The authorship of Geber (Jabir ibn Hayyan) was first questioned in the late 19th century by the studies of Kopp, Hoefer, Berthelot, and Lippmann. The corpus is clearly influenced by medieval Islamic writers (especially by Abu Bakr al-Razi, and to a lesser extent, the eponymous Jabir).
The identity of the author remains uncertain.
He may have lived in Italy or Spain, or both. Some books in the Geber corpus may have been written by authors that post-date the author of the Summa Perfectionis, as most of the other books in the corpus are largely recapitulations of the Summa Perfectionis. Crosland (1962) refers to Geber as "a Latin author" while still emphasizing the identity of the author being "still in dispute".

William R. Newman has argued that the author of the Summa perfectionis may have been Paul of Taranto, a tentative identification which is often accepted as likely.

The estimated date for the first four books is 1310, and they could not date from much before that because no reference to the Summa Perfectionis is found anywhere in the world before or during the 13th century. For example, there is no mention in the 13th century writings of Albertus Magnus and Roger Bacon.

The degree of dependence of the corpus from actual Islamic sources is somewhat disputed:
Brown (1920) asserted that the pseudo-Geber Corpus contained "new and original facts" not known from Islamic alchemy, specifically mention of
nitric acid, aqua regia, oil of vitriol and silver nitrate. Already in the 1920s, Eric John Holmyard criticized the claim of pseudo-Geber being "new and original" compared to medieval Islamic alchemy, arguing for direct derivation from Islamic authors.
Holmyard later argued that the then-recent discovery of Jabir's The Book of Seventy diminished the weight of the argument of there being "no Arabic originals" corresponding to pseudo-Geber,
By 1957, Holmyard was willing to admit that "the general style of the works is too clear and systematic to find a close parallel in any of the known writings of the Jabirian corpus" and that they seemed to be "the product of an occidental rather than an oriental mind" while still asserting that the author must have been able to read Arabic and most likely worked in Moorish Spain.

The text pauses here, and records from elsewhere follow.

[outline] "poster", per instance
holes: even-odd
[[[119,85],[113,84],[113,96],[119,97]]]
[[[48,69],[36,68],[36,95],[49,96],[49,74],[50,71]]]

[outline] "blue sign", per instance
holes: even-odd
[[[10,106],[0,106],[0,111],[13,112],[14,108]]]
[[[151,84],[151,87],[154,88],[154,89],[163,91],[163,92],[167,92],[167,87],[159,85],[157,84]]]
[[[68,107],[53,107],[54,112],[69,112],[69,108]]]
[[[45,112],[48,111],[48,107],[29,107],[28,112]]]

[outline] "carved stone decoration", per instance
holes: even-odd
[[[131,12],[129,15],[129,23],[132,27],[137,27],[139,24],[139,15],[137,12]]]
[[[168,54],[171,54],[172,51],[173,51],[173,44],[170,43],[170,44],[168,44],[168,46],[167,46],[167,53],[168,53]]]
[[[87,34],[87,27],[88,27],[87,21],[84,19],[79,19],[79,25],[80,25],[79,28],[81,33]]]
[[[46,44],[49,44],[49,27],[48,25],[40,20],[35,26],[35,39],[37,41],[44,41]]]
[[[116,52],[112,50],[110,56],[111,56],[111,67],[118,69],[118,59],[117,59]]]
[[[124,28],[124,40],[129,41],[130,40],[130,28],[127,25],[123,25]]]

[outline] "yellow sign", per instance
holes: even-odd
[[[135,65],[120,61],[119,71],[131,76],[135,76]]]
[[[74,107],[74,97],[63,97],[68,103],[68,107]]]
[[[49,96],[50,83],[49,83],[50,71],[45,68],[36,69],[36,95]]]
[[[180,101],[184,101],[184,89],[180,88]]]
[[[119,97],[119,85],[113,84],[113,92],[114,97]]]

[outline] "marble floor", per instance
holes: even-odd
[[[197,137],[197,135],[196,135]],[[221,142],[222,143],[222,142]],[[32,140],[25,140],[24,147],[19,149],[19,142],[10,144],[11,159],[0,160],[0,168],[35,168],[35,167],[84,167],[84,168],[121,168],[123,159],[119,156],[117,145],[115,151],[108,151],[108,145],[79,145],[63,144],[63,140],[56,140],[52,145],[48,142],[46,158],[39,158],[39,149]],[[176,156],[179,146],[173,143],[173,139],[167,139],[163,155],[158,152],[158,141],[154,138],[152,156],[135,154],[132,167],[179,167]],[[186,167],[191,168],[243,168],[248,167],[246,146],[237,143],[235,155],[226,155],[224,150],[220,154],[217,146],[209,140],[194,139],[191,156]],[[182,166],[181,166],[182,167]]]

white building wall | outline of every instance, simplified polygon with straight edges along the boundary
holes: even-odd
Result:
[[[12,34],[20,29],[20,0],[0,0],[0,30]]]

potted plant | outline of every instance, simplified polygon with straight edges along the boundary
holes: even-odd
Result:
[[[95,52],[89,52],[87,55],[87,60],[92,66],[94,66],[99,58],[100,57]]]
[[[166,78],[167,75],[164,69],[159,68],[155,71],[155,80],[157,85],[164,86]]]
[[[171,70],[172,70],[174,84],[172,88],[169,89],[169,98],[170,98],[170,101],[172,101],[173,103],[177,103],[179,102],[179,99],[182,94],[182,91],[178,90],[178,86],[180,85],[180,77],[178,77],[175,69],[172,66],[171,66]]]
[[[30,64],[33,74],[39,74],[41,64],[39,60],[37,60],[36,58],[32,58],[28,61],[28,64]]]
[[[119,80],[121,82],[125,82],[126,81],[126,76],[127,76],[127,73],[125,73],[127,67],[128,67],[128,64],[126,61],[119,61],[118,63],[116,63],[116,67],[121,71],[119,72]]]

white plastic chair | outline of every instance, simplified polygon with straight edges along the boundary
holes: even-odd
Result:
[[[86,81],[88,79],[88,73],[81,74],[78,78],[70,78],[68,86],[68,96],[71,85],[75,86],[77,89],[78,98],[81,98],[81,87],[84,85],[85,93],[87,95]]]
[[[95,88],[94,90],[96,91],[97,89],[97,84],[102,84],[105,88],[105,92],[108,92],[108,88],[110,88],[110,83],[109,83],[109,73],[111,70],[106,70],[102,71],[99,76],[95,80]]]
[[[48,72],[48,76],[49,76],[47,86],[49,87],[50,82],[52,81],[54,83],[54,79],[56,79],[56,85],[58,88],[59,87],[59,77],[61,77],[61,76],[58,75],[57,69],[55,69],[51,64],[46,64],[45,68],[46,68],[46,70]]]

Agreeing with Brown (1920), Karpenko and Norris (2002) still assert that the first documented occurrence of aqua regia is in pseudo-Geber's De inventione veritatis. By contrast, Ahmad Y. Al-Hassan (2005) has claimed that Islamic texts dated to before the 13th century, including the works of Jabir and Abu Bakr al-Razi, did in fact contain detailed descriptions of substances such as nitric acid, aqua regia, vitriol, and various nitrates. Al-Hassan also rejects Newman's identification of Paul of Taranto as the author of the Summa Perfectionis, pointing to a number of Arabic manuscripts which he considers to prove that the pseudo-Geber works were either originally written in Arabic or compiled from Latin translations of Arabic sources.